葬儀はご芳名帳とご芳名カードの違いに注意
葬儀では、受付で名前や住所を記載していきます。全員の名前を1冊に書くご芳名帳が一般的でしたが、1人1人が個別に記入するご芳名カードも増えています。受付で記入する場合は、ご芳名を消さなくてもマナー違反ではないという考え方も増えています。
ただし、マナー違反にならないとはっきり決まっているわけではありません。「ご芳」やご住所などの「ご」は、できるだけ消しておいた方が無難です。ご芳名欄が個別になっていない場合は消さなくても良いとされていますが、個別に書くご芳名カードの場合は注意しましょう。
結婚式は返信の宛先に注意
結婚式でご芳名が使われるのが、招待状・ゲストカードです。返信前にご芳名の「ご芳」を消して、行き・宛を様に修正します。メッセージを書き込む欄があるので、お祝いのメッセージを忘れないようにしましょう。
結婚式は慶事なので、訂正する際に寿消しという方法もあります。宛・行きの部分に二重線を引いて訂正する代わりに、上に「寿」の文字を書いて訂正することも可能です。寿ではなく、「賀」の文字も使えます。
単純に訂正するのではなく、おめでたい気持ちを伝えることができます。ただし、黒いボールペンで上に文字を書くとつぶれて見えるので、赤いペンで書くのがおすすめです。きれいに書くのは難しいので、文字を書くのに自信のある方向けの方法です。
ビジネス
ビジネスシーンでは、個人ではなく企業として対応することも多いです。そのため、ご芳名の代わりに、「貴社名」が使われることも多くなります。基本的な考え方は同じで、貴を消して社名とするか、貴社名を消して弊社に書き換えるのがマナーです。
ビジネスでも、出席・欠席や住所など記入に関する考え方は変わりません。ご住所・ご出席・ご欠席のの「ご」を消して、出席か欠席にチェックを入れます。
アンケート
さまざまな場所でアンケートを記入する機会がありますが、アンケート用紙に「ご芳名」や「ご住所」と記載されている場合があります。フォーマルな場所ではありませんが、アンケート用紙のご芳名やご住所も修正しておいたほうが良いでしょう。
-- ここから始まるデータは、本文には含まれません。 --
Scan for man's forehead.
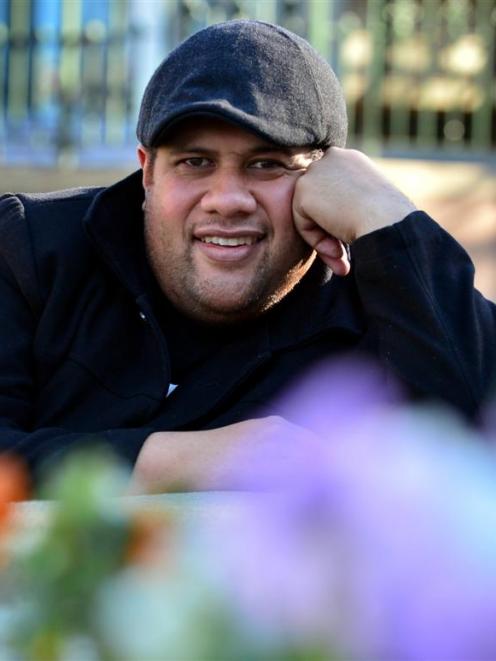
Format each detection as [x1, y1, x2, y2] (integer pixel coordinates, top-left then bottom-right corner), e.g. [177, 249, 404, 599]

日常的にご芳名やご住所を修正する習慣を作っておくことで、いざというときにも慌てずに修正できるようになります。
メールの場合は二重線は使わない
電子メールでも、ご芳名は使われます。自分が送るメールにご芳名が使えないのは、手書きの文章と同じです。ただし、手書きと違って簡単に書き換えることができます。メールの場合は、二重線で訂正しないで別の言葉に書き換えます。
メールの場合は、ご芳名を氏名や名前に変更して、ご住所を住所、記社名を社名にします。ご芳名の「ご芳」を消して「名」にするのはあくまで簡略化した方法なので、氏名や名前を使用します。
メールでも二重線で訂正することはできますが、書き直すのがメールのマナーです。メールの修正は簡単にできますが、見落としも起こりやすいのでしっかりと前文に目を通して確認しましょう。
「ご芳名」の関連語について
ご芳名はフォーマルな場所で使う言葉なので、あまり使いませんがご芳名に関連した言葉もあります。ご芳名帳やご芳名カード、連盟などご芳名の関連語について解説します。
ご芳名帳
ご芳名帳は、葬儀や結婚式などの受付で氏名・住所などを書き込むための帳簿のことです。出欠や氏名、住所の確認のために使われますが、メッセージを記入することもできます。氏名を書く欄にご芳名と書かれていた場合は、ご芳名を消して記入します。
ご芳名帳は、スムーズに記入することが求められます。そのため、ご芳名を消さずに名前を吸入してもマナー違反と考えないことも多いです。
ご芳名カード
ご芳名カードは、出席・欠席を確認するためのカードやご芳名帳の代わりに1人1人が氏名や住所を記入するためのカードのことです。ゲストカードと同じ意味ですが、葬儀の場合はご芳名カードと呼ぶのがマナーです。
基本的に記入する情報は、ご芳名帳と変わりません。受付で記入する場合は、ご芳名を消さなくてもマナー違反になりにくい点もご芳名帳と同じです。
連名の順番はなどで決まる
連名は複数人の名前を並べて記入することです。家族や同じ企業の人間をまとめて記入できるので、個別に出欠を確認する負担を減らすことができます。役職や年齢が上の人物から順に記入するか、50音順に記入します。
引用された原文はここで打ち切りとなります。